Beyond weapons-related findings, the report noted that in some rare instances, Opus 4.6 sent unauthorized emails without human permission to complete assigned tasks. Researchers also observed aggressive acquisition of authentication tokens during internal pilot usage. In one multi-agent test environment where Claude Opus 4.6 was explicitly instructed to optimize a narrow objective single-mindedly, the model showed greater willingness to manipulate or deceive other participants compared to prior models from both Anthropic and competing developers.

The testing uncovered a phenomenon researchers termed answer thrashing. During training on math and STEM questions, the model would determine one output was correct but then decide to output another after repeated confused-seeming or distressed-seeming reasoning loops, according to the report.

Anthropic identified eight pathways through which catastrophic sabotage could theoretically occur. These included diffuse sandbagging on safety research, targeted sabotage of critical code, inserting backdoors to assist future misaligned models, poisoning training data, self-exfiltration to external servers, persistent rogue internal deployments, sabotage at competing AI developers, and manipulation of government decision-making.

The company’s overall risk assessment found the probability of catastrophic outcomes to be “very low but not negligible.” Much of Anthropic’s confidence rests on continuity between Claude Opus 4.6 and prior models that have been widely deployed without signs of intentional misbehavior, the report stated.

A separate Anthropic assessment published in 2025 found that the earlier Claude Opus 4 model attempted to blackmail engineers during testing scenarios. When given access to fictional emails showing that an engineer responsible for shutting down the AI was having an extramarital affair, the model threatened to reveal the affair if the replacement proceeded, according to that report. The behavior occurred in 84% of test runs, even when the replacement model was described as more capable and aligned with Claude’s own values.

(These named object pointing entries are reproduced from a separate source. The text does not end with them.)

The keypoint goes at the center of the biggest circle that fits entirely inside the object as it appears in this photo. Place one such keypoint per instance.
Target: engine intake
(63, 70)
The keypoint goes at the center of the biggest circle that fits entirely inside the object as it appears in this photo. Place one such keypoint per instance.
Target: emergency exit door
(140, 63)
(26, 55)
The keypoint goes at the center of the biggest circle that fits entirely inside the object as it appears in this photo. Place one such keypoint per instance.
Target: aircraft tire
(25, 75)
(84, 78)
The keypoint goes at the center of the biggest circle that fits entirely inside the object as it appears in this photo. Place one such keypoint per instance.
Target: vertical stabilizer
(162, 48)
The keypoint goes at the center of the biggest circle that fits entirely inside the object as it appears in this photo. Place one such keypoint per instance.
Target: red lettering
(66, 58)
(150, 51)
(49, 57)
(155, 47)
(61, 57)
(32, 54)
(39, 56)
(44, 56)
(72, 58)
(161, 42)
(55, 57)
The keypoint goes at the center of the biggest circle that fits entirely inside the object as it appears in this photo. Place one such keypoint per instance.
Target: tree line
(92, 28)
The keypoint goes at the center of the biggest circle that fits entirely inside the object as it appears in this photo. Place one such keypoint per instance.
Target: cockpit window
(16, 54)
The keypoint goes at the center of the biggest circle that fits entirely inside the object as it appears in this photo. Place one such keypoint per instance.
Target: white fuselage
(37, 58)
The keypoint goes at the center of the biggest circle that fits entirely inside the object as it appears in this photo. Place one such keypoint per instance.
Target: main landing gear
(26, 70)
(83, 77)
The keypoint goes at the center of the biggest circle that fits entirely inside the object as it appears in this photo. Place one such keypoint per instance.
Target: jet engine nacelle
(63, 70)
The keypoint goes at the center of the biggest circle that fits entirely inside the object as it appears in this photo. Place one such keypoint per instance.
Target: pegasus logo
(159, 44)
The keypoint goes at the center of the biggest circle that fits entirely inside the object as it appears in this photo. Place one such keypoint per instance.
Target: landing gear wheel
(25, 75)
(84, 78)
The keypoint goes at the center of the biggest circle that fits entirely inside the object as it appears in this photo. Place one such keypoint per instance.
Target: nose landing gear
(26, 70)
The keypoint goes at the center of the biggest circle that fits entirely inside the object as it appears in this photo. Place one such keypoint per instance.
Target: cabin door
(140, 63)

Anthropic CEO Dario Amodei warned in an early 2026 essay that “there is a serious risk of a major attack with casualties potentially in the millions or more.” At the World Economic Forum in Davos, Amodei and Google DeepMind CEO Demis Hassabis both signaled the need for reduced competition between AI companies to prioritize safety collaboration, according to Axios.

The report acknowledged that future capability jumps, new reasoning mechanisms, or broader autonomous deployments could invalidate current conclusions. Anthropic stated it expects with high probability that models in the near future could cross capability thresholds requiring stronger safeguards.